Geboren wurde Bachmann in Klagenfurt. Im Alter von 17 lebte sie mitten im Zweiten Weltkrieg ganz allein in ihrem Elternhaus. Bachmanns Mutter war mit den beiden jüngeren Geschwistern 1944 aufs Land gezogen. Bachmann blieb zurück, um ihre Matura abzulegen.
Bei einem Bombenangriff sterben ihre Nachbarn. Sie entscheidet sich, künftig nicht mehr in den Bunker zu gehen. «Der Gedanke, dort womöglich mit allen wie in einer Viehherde zugrundezugehen, ist mir schauerlich. Wenigstens im Garten. Wenigstens in der Sonne», schreibt sie in ihrem «Kriegstagebuch».
Auf der Suche nach der Sprache und der Liebe
Nach 1945 ist die deutsche Sprache die der Täter. Wie andere Schriftsteller sucht Bachmann nach Wegen, das zu reflektieren und sich ihre Muttersprache neu anzueignen. Ihr Bruder Heinz Bachmann sagt der dpa: «Eines der wichtigen Zitate meiner Schwester war: Keine neue Welt ohne neue Sprache. Das ist immer noch unglaublich aktuell.»
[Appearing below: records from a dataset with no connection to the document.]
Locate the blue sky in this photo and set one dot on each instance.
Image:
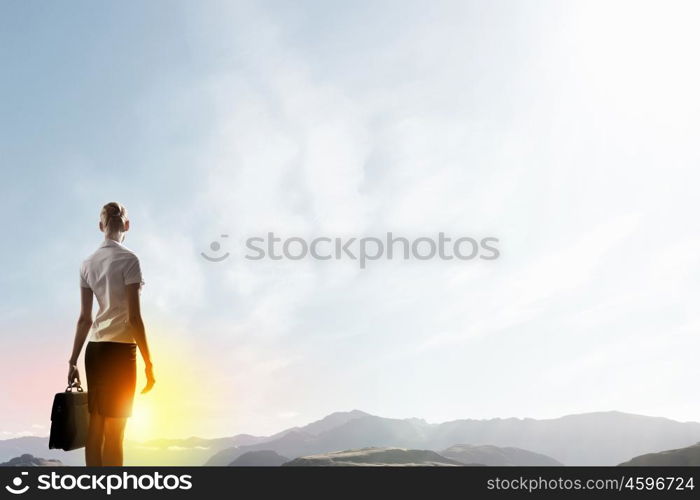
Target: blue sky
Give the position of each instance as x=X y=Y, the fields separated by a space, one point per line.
x=567 y=130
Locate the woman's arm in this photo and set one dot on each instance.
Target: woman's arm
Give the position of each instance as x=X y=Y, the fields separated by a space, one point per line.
x=81 y=331
x=139 y=332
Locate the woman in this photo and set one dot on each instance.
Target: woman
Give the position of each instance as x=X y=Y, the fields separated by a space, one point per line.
x=113 y=275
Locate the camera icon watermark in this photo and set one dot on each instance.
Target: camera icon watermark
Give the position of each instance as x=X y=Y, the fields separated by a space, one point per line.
x=16 y=488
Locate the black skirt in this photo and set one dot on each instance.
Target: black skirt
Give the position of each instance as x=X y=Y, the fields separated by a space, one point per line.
x=110 y=368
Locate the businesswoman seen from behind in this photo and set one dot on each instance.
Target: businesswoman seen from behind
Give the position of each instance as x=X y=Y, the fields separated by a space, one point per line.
x=112 y=274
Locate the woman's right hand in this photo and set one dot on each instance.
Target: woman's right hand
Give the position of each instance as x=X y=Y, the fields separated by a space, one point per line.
x=150 y=379
x=73 y=374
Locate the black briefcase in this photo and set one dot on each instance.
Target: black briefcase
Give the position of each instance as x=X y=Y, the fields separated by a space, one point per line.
x=69 y=419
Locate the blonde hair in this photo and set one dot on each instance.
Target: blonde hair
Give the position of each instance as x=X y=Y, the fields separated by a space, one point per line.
x=113 y=217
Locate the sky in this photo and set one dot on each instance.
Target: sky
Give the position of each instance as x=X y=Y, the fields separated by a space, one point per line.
x=568 y=130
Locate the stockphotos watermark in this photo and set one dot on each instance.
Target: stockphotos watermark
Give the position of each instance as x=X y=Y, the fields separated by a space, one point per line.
x=106 y=483
x=363 y=250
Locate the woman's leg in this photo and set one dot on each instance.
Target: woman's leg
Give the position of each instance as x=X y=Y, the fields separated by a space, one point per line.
x=113 y=450
x=93 y=446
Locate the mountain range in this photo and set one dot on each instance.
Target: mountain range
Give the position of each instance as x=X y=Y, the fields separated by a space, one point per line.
x=601 y=438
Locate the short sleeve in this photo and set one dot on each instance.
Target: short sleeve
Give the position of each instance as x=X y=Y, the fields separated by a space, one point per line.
x=83 y=277
x=132 y=272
Sprache schafft Wirklichkeit: Das ist heute ein gängiges Argument von Menschen, die sich für geschlechtergerechte Sprache einsetzen. Bachmann vertrat es schon vor über einem halben Jahrhundert. Was würde sie wohl von entsprechenden Diskussionen halten, etwa, dass bestimmte heute als problematisch geltende Wörter in alten Werken geändert werden? Ihr Bruder sagt: «Ich weiß es nicht. Wahrscheinlich würde sie das als positiv empfinden. Eben weil sie gedrängt hat, dass sich die Sprache verändern muss, damit unsere Beziehungen sich bessern. Das war ihr ein wichtiges Anliegen.»
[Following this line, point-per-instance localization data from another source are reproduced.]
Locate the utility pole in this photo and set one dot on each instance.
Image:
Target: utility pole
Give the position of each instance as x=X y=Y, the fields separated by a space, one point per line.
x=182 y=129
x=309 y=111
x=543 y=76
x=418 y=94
Und tatsächlich ergründete Bachmann neue Wege, zu erzählen. Losgelöst von erzählerischen Konventionen fand sie eine ganz eigene Sprachmelodie: musikalisch, die Wörter manchmal hastend aneinander reihend, wie auf der Suche nach der richtigen Formulierung. In ihren Gedichten schuf sie beispiellose Bilder. «Dein Hut lüftet sich leis, grüßt, schwebt im Wind, dein unbedeckter Kopf hat's Wolken angetan, dein Herz hat anderswo zu tun, dein Mund verleibt sich neue Sprachen ein», beginnt etwa ihr Gedicht «Erklär mir, Liebe».
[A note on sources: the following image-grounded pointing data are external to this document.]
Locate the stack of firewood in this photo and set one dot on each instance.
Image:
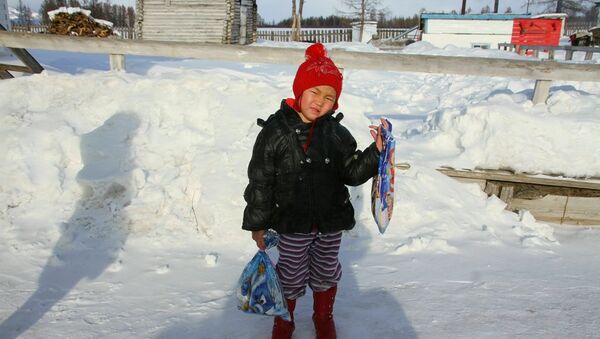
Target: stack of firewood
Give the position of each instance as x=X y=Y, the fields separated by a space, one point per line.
x=78 y=24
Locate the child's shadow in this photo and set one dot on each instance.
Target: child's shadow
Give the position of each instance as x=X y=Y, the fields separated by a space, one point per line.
x=93 y=237
x=359 y=313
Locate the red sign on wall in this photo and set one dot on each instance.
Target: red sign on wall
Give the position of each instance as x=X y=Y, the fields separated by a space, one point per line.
x=537 y=32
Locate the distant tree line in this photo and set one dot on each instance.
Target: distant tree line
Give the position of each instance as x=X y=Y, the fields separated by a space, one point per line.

Beziehungen mit Paul Celan und Max Frisch
Den von Gewalt bestimmten Erinnerungen setzte Bachmann in ihren Texten utopische Ideen von Liebe und Freiheit entgegen. Diese verfolgte sie auch im echten Leben. Bachmann war nicht nur mit dem Dichter Paul Celan, sondern auch dem Schriftsteller Max Frisch liiert. Beide Beziehungen, das zeigen die Briefwechsel, endeten nicht gut. Frisch, der als extrem eifersüchtig galt, konnte mit der freiheitsliebenden Art seiner Partnerin nichts anfangen. Nach der Trennung verarbeitete er Details ihrer Beziehung in seinen Werken, was Bachmann als Verrat empfand. Von der Erschütterung, die die Trennung in ihr auslöst, erzählt auch Margarethe von Trottas Film «Ingeborg Bachmann – Reise in die Wüste», der am 19. Oktober in die Kinos kommt.
Zwischendurch war die Schriftstellerin abhängig von Alkohol und Beruhigungstabletten geworden. Die Tabletten sind so stark, dass sie eines Tages mutmaßlich mit brennender Zigarette einschläft. Mit schweren Brandverletzungen kommt sie ins Krankenhaus und stirbt dort einige Tage später.
Bachmann wird heute oft als kapriziöse, düstere Autorin interpretiert. Für ihren 13 Jahre jüngeren Bruder, der ein enges Verhältnis zu ihr hatte, trifft es das nicht. Woran erinnert er sich heute? «Es ist das Fröhliche, das Geschichtenerzählen, ihr Lachen, das mir geblieben ist und immer bleiben wird.»